Wednesday, 30 January 2013
Big Garden Bird Watch 2013
The RSPB Big Garden Bird Watch is always on the last weekend of January, and every year I wonder about the timing of it. The weather is invariably foul, and so birds are tempted into garden feeding stations and easy to count, at least. This year's weather was relatively good here - sunny spells with a chilly wind driving thundery showers of rain and hail. Rather bracing and conducive to sitting indoors with a cup of tea to do a bit of bird watching. I did two observation sessions, one each for the small garden at the back of my cottage and one watching next door's big bird table and surrounding shrubs. Here's the list of visitors with peak numbers, first for the cottage and then the farm house gardens:
Blue Tit Cyanistes caeruleus 6, 7
Great Tit Parus major 2, 2
Coal Tit Periparus ater 2, 1
House Sparrow Passer domesticus 2, 8
Dunnock Prunella modularis 1, 1
Robin Erithacus rubecula 1, 1
Chaffinch Fringilla coelebs 1, 7
Magpie Pica pica 1, 1
Jay Garrulus glandarius 1, 0
Blackbird Turdus merula 0, 1
Nuthatch Sitta europaea 0, 1
Greater Spotted Woodpecker Dendrocopos major 0, 1
Feral Pigeon Columba livia 2, 0
It's not a great list, but it is better than last year, which was hardly worth doing as the weather was so bad the birds scarcely made it to the feeders.

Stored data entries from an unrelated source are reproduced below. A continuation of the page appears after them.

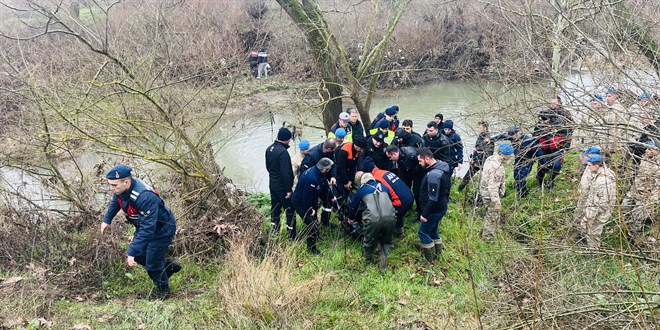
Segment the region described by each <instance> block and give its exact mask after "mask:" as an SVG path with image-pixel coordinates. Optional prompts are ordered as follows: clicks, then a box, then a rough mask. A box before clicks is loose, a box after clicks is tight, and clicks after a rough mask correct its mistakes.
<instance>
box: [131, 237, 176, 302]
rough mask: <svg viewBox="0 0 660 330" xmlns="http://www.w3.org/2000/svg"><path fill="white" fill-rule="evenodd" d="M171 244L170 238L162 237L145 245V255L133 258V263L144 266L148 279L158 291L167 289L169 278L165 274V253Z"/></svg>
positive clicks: (166, 251)
mask: <svg viewBox="0 0 660 330" xmlns="http://www.w3.org/2000/svg"><path fill="white" fill-rule="evenodd" d="M171 243H172V237H163V238H160V239H158V240H154V241H151V242H149V243H147V248H146V249H145V255H140V256H134V258H135V262H137V263H138V264H140V265H142V266H144V268H145V269H146V270H147V274H149V278H150V279H151V281H152V282H154V285H156V286H157V287H158V288H160V289H165V288H168V284H169V278H168V277H167V274H166V272H165V266H166V259H165V253H166V252H167V248H168V247H169V246H170V244H171Z"/></svg>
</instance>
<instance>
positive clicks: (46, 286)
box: [0, 154, 660, 329]
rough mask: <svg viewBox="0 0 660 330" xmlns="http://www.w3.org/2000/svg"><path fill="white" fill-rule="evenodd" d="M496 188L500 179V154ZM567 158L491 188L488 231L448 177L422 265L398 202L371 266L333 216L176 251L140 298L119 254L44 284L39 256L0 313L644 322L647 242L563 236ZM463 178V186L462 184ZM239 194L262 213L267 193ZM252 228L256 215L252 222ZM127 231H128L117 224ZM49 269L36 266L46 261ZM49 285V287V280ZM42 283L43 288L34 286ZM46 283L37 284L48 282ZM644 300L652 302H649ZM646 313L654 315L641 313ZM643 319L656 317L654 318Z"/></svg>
mask: <svg viewBox="0 0 660 330" xmlns="http://www.w3.org/2000/svg"><path fill="white" fill-rule="evenodd" d="M507 177H508V180H507V189H512V188H511V187H512V178H511V168H510V165H509V166H507ZM576 180H578V175H577V158H576V155H575V154H571V155H569V157H567V160H566V167H565V168H564V169H563V170H562V175H561V176H560V177H559V179H558V181H557V186H556V189H555V190H554V191H552V192H542V191H540V190H539V189H538V184H537V183H536V182H535V180H533V179H531V180H529V181H530V182H529V183H528V184H529V186H530V188H531V192H530V195H529V196H528V197H526V198H525V199H524V200H522V201H521V202H520V203H518V202H516V200H515V196H514V194H513V193H509V194H508V195H507V196H506V197H505V198H504V199H503V209H504V210H506V212H505V219H504V222H503V225H502V227H501V230H500V231H499V232H498V234H497V236H496V239H495V240H493V241H492V242H484V241H482V240H481V238H480V237H479V236H478V232H479V228H480V226H481V217H482V215H483V212H484V210H483V208H479V207H476V208H475V207H473V206H472V203H471V201H472V199H473V198H474V190H470V191H468V192H467V193H466V194H465V195H461V194H458V192H457V191H455V190H453V191H452V199H453V200H454V201H456V202H454V203H451V204H450V208H449V212H448V213H447V216H446V217H445V218H444V219H443V223H442V225H441V230H440V232H441V236H442V237H443V240H444V252H443V255H442V257H441V258H440V259H439V260H438V261H437V262H436V263H434V264H432V265H430V264H427V263H425V262H422V261H421V256H420V254H419V252H418V251H417V250H416V249H415V244H416V242H417V241H418V239H417V237H416V228H417V225H416V221H415V220H414V218H413V216H412V215H409V216H408V217H407V218H406V221H405V233H406V235H405V237H404V238H403V239H400V240H397V241H396V243H395V247H394V250H393V251H392V254H391V259H390V266H389V268H388V271H387V272H386V273H385V274H381V273H380V272H379V271H378V269H377V267H376V266H375V265H365V264H363V262H362V260H361V255H362V252H361V244H360V243H359V242H357V241H355V240H352V239H349V238H346V237H345V236H344V235H343V234H342V233H341V232H340V231H339V230H337V229H334V230H328V229H324V230H323V231H322V239H321V242H320V249H321V250H322V252H323V256H321V257H314V256H311V255H309V254H308V253H306V252H305V247H304V242H289V241H287V240H286V238H285V234H284V233H282V234H281V236H280V237H278V239H276V240H274V241H270V242H269V243H267V244H266V245H265V248H264V249H262V250H261V251H260V252H259V254H258V256H257V257H255V256H254V255H253V254H252V253H250V252H248V251H247V250H245V249H244V248H243V247H242V245H241V244H240V243H236V245H235V248H234V249H232V250H231V251H230V252H229V253H228V254H227V255H226V256H225V257H224V258H223V259H222V261H221V262H218V263H213V264H208V263H200V262H198V261H196V259H195V257H194V256H192V255H191V256H179V257H180V260H181V261H182V262H183V263H184V270H183V271H182V272H181V273H179V274H177V275H175V276H174V277H173V280H172V288H173V290H174V296H173V298H172V299H170V300H168V301H165V302H162V303H161V302H148V301H146V300H144V299H143V297H144V295H145V294H146V293H148V291H149V289H150V287H149V281H148V278H147V276H146V273H145V272H144V271H143V270H142V269H132V270H129V269H125V268H124V267H123V266H120V267H118V268H117V269H116V270H115V272H114V273H112V274H108V278H107V279H106V280H105V281H104V286H103V290H101V291H93V292H88V293H86V294H85V293H79V294H76V295H70V294H67V292H66V290H64V291H62V289H64V288H60V291H59V293H58V294H54V295H53V294H52V292H50V291H47V290H48V289H49V286H48V283H49V280H48V279H47V278H44V277H43V275H40V274H44V273H41V272H40V271H39V270H38V268H33V269H26V270H25V271H19V272H12V273H2V274H1V275H0V277H2V281H1V282H0V292H1V293H2V295H1V297H2V298H0V300H1V302H2V304H0V306H1V307H0V326H3V327H8V328H23V327H32V328H40V327H41V328H53V329H71V328H74V329H90V328H92V329H106V328H108V329H109V328H112V329H134V328H142V329H199V328H234V329H263V328H287V329H303V328H304V329H349V328H350V329H355V328H358V329H359V328H370V329H391V328H404V329H442V328H457V329H477V328H481V327H483V328H486V329H490V328H512V329H518V328H525V327H536V328H544V329H553V328H556V329H578V328H584V327H588V326H593V325H594V324H596V325H598V327H599V328H603V329H625V328H634V327H635V325H637V326H640V327H642V328H643V327H645V326H646V327H653V326H657V324H655V323H654V322H657V321H656V320H655V319H654V317H657V315H655V314H657V308H658V306H659V305H660V295H659V292H660V287H659V286H658V283H660V274H659V273H658V272H657V264H658V249H657V247H655V248H654V249H653V248H650V247H645V248H642V250H644V251H646V252H644V253H640V252H639V251H637V250H635V249H633V248H632V247H630V246H628V245H627V242H626V241H625V240H623V241H622V240H620V233H619V232H618V229H617V228H618V227H617V225H616V223H618V221H617V220H616V219H614V220H613V221H611V222H610V225H609V226H608V228H607V230H606V231H605V234H604V240H603V249H602V250H601V251H592V250H588V249H585V248H583V247H581V246H578V245H576V244H575V243H574V241H573V236H572V229H571V227H572V226H571V220H570V219H571V215H572V210H573V207H574V205H575V201H574V199H573V197H572V196H573V195H574V194H573V191H574V186H575V184H574V182H576ZM471 189H474V187H472V188H471ZM249 200H250V201H251V202H252V203H254V205H256V206H257V207H258V208H259V210H260V211H261V212H262V214H264V215H265V214H267V213H268V210H269V205H270V202H269V200H268V197H267V195H263V194H259V195H253V196H251V197H250V198H249ZM264 229H265V227H264ZM127 233H128V232H127ZM47 272H48V271H47V270H46V273H47ZM50 289H51V290H52V289H55V288H52V287H50ZM44 290H46V291H44ZM48 292H50V293H48ZM654 309H655V311H654ZM654 315H655V316H654ZM654 324H655V325H654Z"/></svg>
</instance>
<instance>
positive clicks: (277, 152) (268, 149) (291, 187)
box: [266, 127, 295, 239]
mask: <svg viewBox="0 0 660 330" xmlns="http://www.w3.org/2000/svg"><path fill="white" fill-rule="evenodd" d="M292 137H293V134H291V131H289V129H288V128H286V127H282V128H280V130H279V131H278V132H277V140H275V142H273V144H271V145H270V146H269V147H268V149H266V170H268V178H269V180H268V187H269V189H270V225H271V231H272V232H273V233H279V232H280V214H281V213H282V209H283V208H284V212H285V214H286V224H287V229H289V237H291V238H292V239H293V238H295V233H292V229H291V224H292V223H293V221H294V217H295V213H294V210H293V207H292V206H291V194H292V193H293V191H292V189H293V180H294V176H293V168H292V167H291V156H290V155H289V152H288V151H287V149H289V143H290V142H291V138H292Z"/></svg>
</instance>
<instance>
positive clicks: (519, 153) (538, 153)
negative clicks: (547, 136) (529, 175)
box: [490, 133, 542, 164]
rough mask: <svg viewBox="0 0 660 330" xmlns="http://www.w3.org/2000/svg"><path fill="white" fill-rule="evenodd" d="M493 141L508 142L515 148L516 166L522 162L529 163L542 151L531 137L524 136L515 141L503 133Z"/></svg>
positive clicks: (514, 161) (497, 136) (497, 135)
mask: <svg viewBox="0 0 660 330" xmlns="http://www.w3.org/2000/svg"><path fill="white" fill-rule="evenodd" d="M490 140H491V141H493V142H495V141H499V140H508V141H509V142H510V143H511V146H513V153H514V154H515V155H516V159H515V161H514V164H518V163H520V162H522V161H525V162H528V161H530V160H532V159H534V157H535V156H538V155H539V154H540V153H542V152H541V150H540V149H539V148H538V143H537V142H536V140H534V139H532V138H531V137H529V135H522V136H521V137H520V139H518V140H515V139H514V138H513V137H512V136H510V135H509V134H508V133H502V134H498V135H495V136H493V137H491V138H490Z"/></svg>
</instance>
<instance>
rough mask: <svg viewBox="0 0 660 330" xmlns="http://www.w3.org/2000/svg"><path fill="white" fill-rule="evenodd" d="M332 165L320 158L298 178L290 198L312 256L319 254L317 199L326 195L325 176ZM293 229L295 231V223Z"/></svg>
mask: <svg viewBox="0 0 660 330" xmlns="http://www.w3.org/2000/svg"><path fill="white" fill-rule="evenodd" d="M332 165H333V162H332V161H331V160H330V159H328V158H321V160H319V162H318V163H317V164H316V166H314V167H312V168H310V169H309V170H307V171H305V173H303V174H302V175H301V176H300V179H299V180H298V184H297V185H296V189H295V190H294V192H293V197H292V198H291V201H292V204H293V206H294V207H295V209H296V212H297V213H298V215H299V216H300V217H301V218H302V220H303V223H304V224H305V225H306V228H305V236H306V239H307V250H308V251H309V252H310V253H311V254H313V255H320V254H321V252H320V251H319V250H318V248H317V246H316V242H317V240H318V237H319V224H318V217H317V213H318V212H317V211H318V209H319V198H321V197H322V196H324V195H328V189H329V187H328V181H327V180H326V178H325V174H326V173H328V172H329V171H330V170H331V169H332ZM293 228H294V231H295V221H294V223H293Z"/></svg>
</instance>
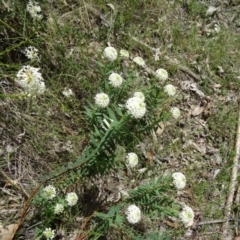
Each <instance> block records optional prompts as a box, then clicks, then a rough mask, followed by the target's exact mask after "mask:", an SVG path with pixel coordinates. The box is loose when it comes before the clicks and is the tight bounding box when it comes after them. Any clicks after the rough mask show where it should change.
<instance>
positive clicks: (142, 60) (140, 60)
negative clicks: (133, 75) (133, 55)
mask: <svg viewBox="0 0 240 240" xmlns="http://www.w3.org/2000/svg"><path fill="white" fill-rule="evenodd" d="M133 62H135V63H136V64H137V65H139V66H144V65H145V62H144V60H143V59H142V58H141V57H135V58H134V59H133Z"/></svg>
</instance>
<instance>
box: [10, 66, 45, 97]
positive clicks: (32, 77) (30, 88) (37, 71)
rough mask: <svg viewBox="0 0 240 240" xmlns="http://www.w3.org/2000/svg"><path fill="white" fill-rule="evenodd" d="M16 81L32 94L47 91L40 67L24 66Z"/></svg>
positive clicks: (30, 94)
mask: <svg viewBox="0 0 240 240" xmlns="http://www.w3.org/2000/svg"><path fill="white" fill-rule="evenodd" d="M15 81H16V82H17V83H18V84H19V85H20V86H21V87H22V88H23V89H24V91H25V92H26V93H27V94H30V95H38V94H42V93H43V92H44V91H45V84H44V82H43V78H42V74H41V73H40V72H39V68H35V67H30V66H28V65H27V66H23V67H22V69H20V70H19V71H18V73H17V76H16V78H15Z"/></svg>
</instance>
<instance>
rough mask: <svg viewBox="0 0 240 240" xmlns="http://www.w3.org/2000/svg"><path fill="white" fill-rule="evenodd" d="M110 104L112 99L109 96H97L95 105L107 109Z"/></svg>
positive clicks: (98, 94) (105, 94) (103, 93)
mask: <svg viewBox="0 0 240 240" xmlns="http://www.w3.org/2000/svg"><path fill="white" fill-rule="evenodd" d="M109 102H110V99H109V97H108V95H107V94H105V93H98V94H97V95H96V96H95V103H96V104H97V105H98V106H99V107H101V108H105V107H107V106H108V104H109Z"/></svg>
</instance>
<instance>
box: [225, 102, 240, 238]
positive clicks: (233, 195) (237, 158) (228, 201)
mask: <svg viewBox="0 0 240 240" xmlns="http://www.w3.org/2000/svg"><path fill="white" fill-rule="evenodd" d="M235 147H236V154H235V156H234V159H233V168H232V174H231V181H230V185H229V194H228V197H227V201H226V205H225V209H224V216H225V218H224V219H225V220H226V222H224V223H223V225H222V229H221V230H222V233H223V235H226V234H227V231H228V222H229V217H230V214H231V206H232V203H233V197H234V192H235V190H236V185H237V170H238V159H239V155H240V104H239V109H238V127H237V136H236V145H235Z"/></svg>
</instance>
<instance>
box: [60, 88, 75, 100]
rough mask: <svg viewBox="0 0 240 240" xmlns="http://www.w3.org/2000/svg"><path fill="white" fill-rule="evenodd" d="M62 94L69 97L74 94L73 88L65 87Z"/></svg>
mask: <svg viewBox="0 0 240 240" xmlns="http://www.w3.org/2000/svg"><path fill="white" fill-rule="evenodd" d="M62 94H63V95H64V96H65V97H67V98H69V97H71V96H74V93H73V91H72V89H71V88H67V87H65V88H64V90H63V91H62Z"/></svg>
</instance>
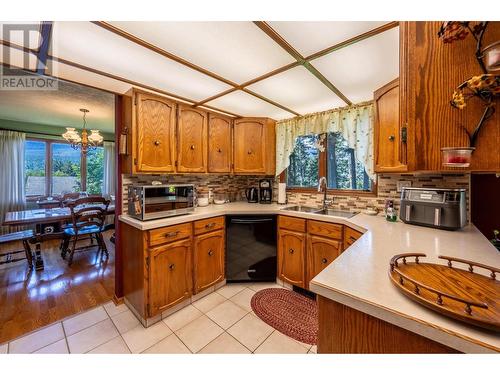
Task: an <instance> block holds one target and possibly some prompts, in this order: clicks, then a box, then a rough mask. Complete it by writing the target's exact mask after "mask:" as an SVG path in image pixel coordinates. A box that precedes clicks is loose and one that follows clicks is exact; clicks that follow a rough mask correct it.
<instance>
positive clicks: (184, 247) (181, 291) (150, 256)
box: [148, 239, 192, 317]
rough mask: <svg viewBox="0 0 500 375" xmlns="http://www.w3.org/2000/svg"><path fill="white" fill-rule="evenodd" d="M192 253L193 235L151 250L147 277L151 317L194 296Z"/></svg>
mask: <svg viewBox="0 0 500 375" xmlns="http://www.w3.org/2000/svg"><path fill="white" fill-rule="evenodd" d="M191 254H192V253H191V240H190V239H188V240H184V241H178V242H173V243H171V244H168V245H165V246H160V247H157V248H155V249H152V250H150V255H149V259H150V260H149V280H148V282H149V296H148V297H149V299H148V304H149V308H148V314H149V316H150V317H152V316H155V315H157V314H158V313H160V312H161V311H163V310H166V309H168V308H170V307H172V306H174V305H175V304H177V303H179V302H181V301H183V300H185V299H187V298H189V297H190V296H191V292H192V283H191V280H192V272H191Z"/></svg>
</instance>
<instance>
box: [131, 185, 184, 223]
mask: <svg viewBox="0 0 500 375" xmlns="http://www.w3.org/2000/svg"><path fill="white" fill-rule="evenodd" d="M192 211H194V185H188V184H187V185H131V186H129V188H128V214H129V215H130V216H132V217H134V218H136V219H139V220H151V219H159V218H163V217H169V216H177V215H184V214H187V213H189V212H192Z"/></svg>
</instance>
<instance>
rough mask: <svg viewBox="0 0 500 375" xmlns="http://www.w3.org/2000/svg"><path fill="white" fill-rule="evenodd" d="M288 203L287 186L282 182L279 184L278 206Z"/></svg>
mask: <svg viewBox="0 0 500 375" xmlns="http://www.w3.org/2000/svg"><path fill="white" fill-rule="evenodd" d="M285 203H286V184H285V183H284V182H280V183H279V184H278V204H285Z"/></svg>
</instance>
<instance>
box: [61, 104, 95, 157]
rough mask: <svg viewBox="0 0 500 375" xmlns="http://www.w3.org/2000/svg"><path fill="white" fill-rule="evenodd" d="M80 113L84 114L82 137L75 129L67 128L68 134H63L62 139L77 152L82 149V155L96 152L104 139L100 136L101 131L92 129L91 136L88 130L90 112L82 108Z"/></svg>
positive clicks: (80, 111)
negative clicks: (63, 139) (87, 125)
mask: <svg viewBox="0 0 500 375" xmlns="http://www.w3.org/2000/svg"><path fill="white" fill-rule="evenodd" d="M80 112H83V129H82V135H81V136H80V134H78V132H77V131H76V130H75V128H66V132H65V133H64V134H62V137H63V138H64V139H65V140H66V141H68V142H69V143H70V144H71V147H73V148H74V149H75V150H78V149H81V150H82V153H83V154H86V153H87V152H88V151H89V150H95V149H96V147H97V146H99V145H101V144H102V141H103V140H104V138H103V137H102V135H101V134H99V130H94V129H92V130H91V131H90V134H89V133H88V131H87V129H86V127H87V119H86V116H87V113H88V112H89V110H88V109H85V108H80Z"/></svg>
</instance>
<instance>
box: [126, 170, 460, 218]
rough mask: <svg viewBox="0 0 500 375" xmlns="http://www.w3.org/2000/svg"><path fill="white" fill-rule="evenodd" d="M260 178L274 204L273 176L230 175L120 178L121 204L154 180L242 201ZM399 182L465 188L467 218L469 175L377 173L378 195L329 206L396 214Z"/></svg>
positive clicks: (158, 175) (330, 198)
mask: <svg viewBox="0 0 500 375" xmlns="http://www.w3.org/2000/svg"><path fill="white" fill-rule="evenodd" d="M262 178H269V179H273V181H274V184H273V185H274V186H273V201H277V191H278V189H277V188H278V178H274V177H273V176H268V177H263V176H231V175H194V174H189V175H188V174H184V175H123V176H122V179H123V180H122V182H123V202H124V212H126V207H125V205H126V203H127V189H128V185H130V184H136V183H151V182H152V181H154V180H158V181H161V182H163V183H179V184H180V183H190V184H191V183H192V184H194V185H195V186H196V190H197V193H198V194H205V193H208V191H209V189H212V191H213V192H214V194H216V193H225V194H227V197H228V198H230V199H232V200H238V201H242V200H245V198H244V192H245V189H246V188H247V187H249V186H254V187H257V186H258V182H259V180H260V179H262ZM398 181H410V182H411V186H412V187H429V188H465V189H467V192H466V198H467V212H468V217H470V215H469V211H470V210H469V190H470V175H469V174H465V173H459V174H420V173H419V174H410V173H404V174H379V175H378V186H377V196H365V195H335V194H333V195H331V194H328V196H327V197H328V199H330V200H331V199H332V198H333V203H332V207H333V208H336V209H341V210H348V211H360V210H365V209H367V208H376V209H378V210H379V211H383V210H384V207H385V201H386V199H392V200H394V203H395V207H396V209H397V210H398V211H399V207H400V199H399V198H400V193H399V192H397V182H398ZM322 199H323V194H322V193H316V192H313V193H296V192H293V191H288V192H287V200H288V203H290V204H301V205H308V206H318V205H320V204H321V202H322Z"/></svg>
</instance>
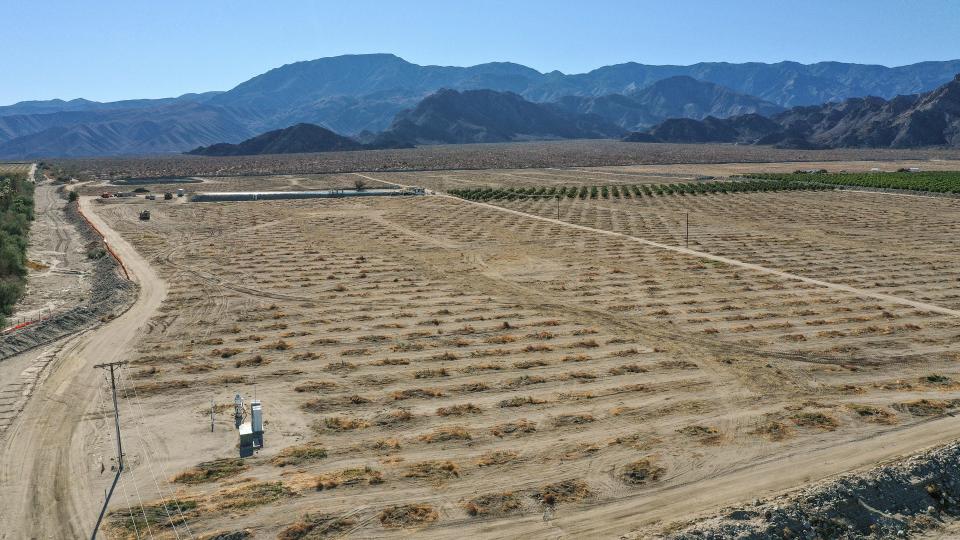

Of course, this doesn't include some of the regulars, as well as a number of residents who aren't generally interested in coming into the gardens (though I suppose that isn't the point of the survey). As a list, it doesn't seem to represent half the birds we see here. The RSPB aren't worried about this, considering that overall the observation data balances out. I'm not convinced about this; all it would take is for a good number of people who might often see, for example, a Greenfinch, and then don't happen to see one while recording, and you could extrapolate from that data that numbers are falling.
I was pondering on all this while washing up on Saturday morning. Gazing out on the small back garden, I saw a peregrine falcon fly over. There's a bird I haven't seen for a while. Shame it didn't count as a garden visitor for the list!